This has been driving me batty for a couple of days. I can't get my ELK stack to index above 36k per second, no matter how I try to scale horizontally..
The machines: 3 Master nodes (4 core 14g mem Azure VMs), 2 Client nodes, (8 core, 56g VM), Anywhere from 4 to 20 Data nodes (20 core, 140g mem Azure VMs).
I've run data nodes with ext4 and with ZFS, using both the multiple disks and a single raid0. The winner seems to be ZFS RAID0 with Azure SSD drives, with a local SSD cache on the machine, and 70g of memory for ZFS to play with. Running zpool iostat, or normal iostat for ext4, shows that the drives are rarely under high write rates - usually only 5-10M/s each, but with rare peaks to 40+ each (every few minutes).
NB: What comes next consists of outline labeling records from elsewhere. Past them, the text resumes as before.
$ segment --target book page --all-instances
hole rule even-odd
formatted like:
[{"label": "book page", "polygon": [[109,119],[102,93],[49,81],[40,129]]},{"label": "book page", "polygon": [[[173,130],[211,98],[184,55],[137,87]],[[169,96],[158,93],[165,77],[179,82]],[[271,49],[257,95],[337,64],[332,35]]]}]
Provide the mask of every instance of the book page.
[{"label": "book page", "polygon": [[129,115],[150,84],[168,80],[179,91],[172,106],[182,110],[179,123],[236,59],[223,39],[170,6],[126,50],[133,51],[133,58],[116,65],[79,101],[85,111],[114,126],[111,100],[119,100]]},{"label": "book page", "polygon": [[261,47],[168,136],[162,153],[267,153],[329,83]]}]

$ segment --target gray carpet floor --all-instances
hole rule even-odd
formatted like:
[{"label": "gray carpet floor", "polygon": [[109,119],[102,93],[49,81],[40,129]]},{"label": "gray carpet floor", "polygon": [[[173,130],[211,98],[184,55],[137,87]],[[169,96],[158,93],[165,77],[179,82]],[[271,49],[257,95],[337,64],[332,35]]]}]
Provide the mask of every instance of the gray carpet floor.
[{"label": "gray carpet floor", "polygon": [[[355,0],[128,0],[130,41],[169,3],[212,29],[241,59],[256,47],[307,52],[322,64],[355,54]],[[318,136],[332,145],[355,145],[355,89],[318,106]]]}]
So I don't think disk is the issue, if it was I'd expect higher iostat usage, and higher wait state in top. Maybe I'm wrong?
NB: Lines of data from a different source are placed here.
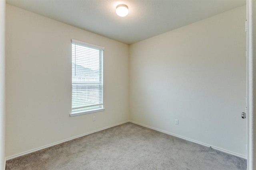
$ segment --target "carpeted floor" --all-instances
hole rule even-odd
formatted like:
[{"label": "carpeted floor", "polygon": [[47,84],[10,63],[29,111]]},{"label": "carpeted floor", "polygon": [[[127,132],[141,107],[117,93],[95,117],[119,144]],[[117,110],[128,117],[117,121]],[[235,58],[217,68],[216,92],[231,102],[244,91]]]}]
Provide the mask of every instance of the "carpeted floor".
[{"label": "carpeted floor", "polygon": [[6,170],[246,170],[246,160],[128,123],[8,160]]}]

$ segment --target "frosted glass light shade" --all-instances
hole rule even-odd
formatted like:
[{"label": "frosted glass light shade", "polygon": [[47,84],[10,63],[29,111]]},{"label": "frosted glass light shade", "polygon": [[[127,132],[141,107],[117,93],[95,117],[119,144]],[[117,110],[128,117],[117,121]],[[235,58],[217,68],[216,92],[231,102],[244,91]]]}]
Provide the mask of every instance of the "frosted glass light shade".
[{"label": "frosted glass light shade", "polygon": [[116,13],[118,16],[125,17],[128,14],[129,10],[127,5],[124,4],[120,4],[116,6]]}]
No VM runs above 20% CPU usage. Load isn't high either. The data nodes have 31g of mlocked hEAP, but it seems to be under control.
I'm sending data from logstash using the elasticsearch output. It doesn't seem to matter how many logstash processes I use. If I use the null output, I can get logstash to process at 90k messages or higher - as soon as I put a stock elasticsearch output, everything adds up to ~35k. I've tried anywhere fro 5 to over 20 logstash instances, with no difference in elasticsearch's indexing performance.
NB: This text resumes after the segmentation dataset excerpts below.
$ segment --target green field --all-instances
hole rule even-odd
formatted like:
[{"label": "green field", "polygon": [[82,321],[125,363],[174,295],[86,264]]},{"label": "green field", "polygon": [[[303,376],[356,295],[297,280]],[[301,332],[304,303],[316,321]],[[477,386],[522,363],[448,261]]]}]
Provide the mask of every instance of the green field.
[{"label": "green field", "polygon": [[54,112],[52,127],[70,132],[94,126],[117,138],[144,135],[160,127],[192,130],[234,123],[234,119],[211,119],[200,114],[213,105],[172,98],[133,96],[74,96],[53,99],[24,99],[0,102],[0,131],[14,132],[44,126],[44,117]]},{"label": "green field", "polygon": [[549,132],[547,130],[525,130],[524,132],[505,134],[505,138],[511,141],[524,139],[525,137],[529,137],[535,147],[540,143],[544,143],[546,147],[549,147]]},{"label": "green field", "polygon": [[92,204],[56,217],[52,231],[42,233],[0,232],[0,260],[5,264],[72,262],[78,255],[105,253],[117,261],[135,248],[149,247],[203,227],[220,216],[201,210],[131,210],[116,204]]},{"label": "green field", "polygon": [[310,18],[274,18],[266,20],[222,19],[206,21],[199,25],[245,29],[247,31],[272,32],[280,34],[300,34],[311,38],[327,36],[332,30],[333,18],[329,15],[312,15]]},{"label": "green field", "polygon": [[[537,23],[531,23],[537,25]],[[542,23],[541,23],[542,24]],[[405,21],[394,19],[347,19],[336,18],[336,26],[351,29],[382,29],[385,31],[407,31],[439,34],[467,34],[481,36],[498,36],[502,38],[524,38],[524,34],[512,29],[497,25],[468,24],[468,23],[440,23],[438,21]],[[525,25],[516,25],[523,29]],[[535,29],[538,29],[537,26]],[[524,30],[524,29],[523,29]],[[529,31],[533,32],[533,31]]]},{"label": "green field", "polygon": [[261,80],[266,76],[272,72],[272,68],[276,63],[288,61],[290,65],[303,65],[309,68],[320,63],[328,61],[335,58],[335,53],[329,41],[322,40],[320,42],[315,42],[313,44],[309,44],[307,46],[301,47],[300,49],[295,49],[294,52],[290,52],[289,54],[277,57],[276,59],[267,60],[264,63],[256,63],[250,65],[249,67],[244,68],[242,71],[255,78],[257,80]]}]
What am I missing? I've played with number of shards, and currently run with two shards per VM per index. A large number of shards decreased performance. I suppose I can try tweaking this further.
I've tried playing with threadpool.bulk.size and queue_size, but just made things worse. I tried giving more index buffer using indices.memory.index_buffer_size, but again, that didn't really help.
I'm well and truly stumped. Until I hit this ceiling, it was easy to scale horizontally, but it doesn't seem to matter how many machines I throw at this problem.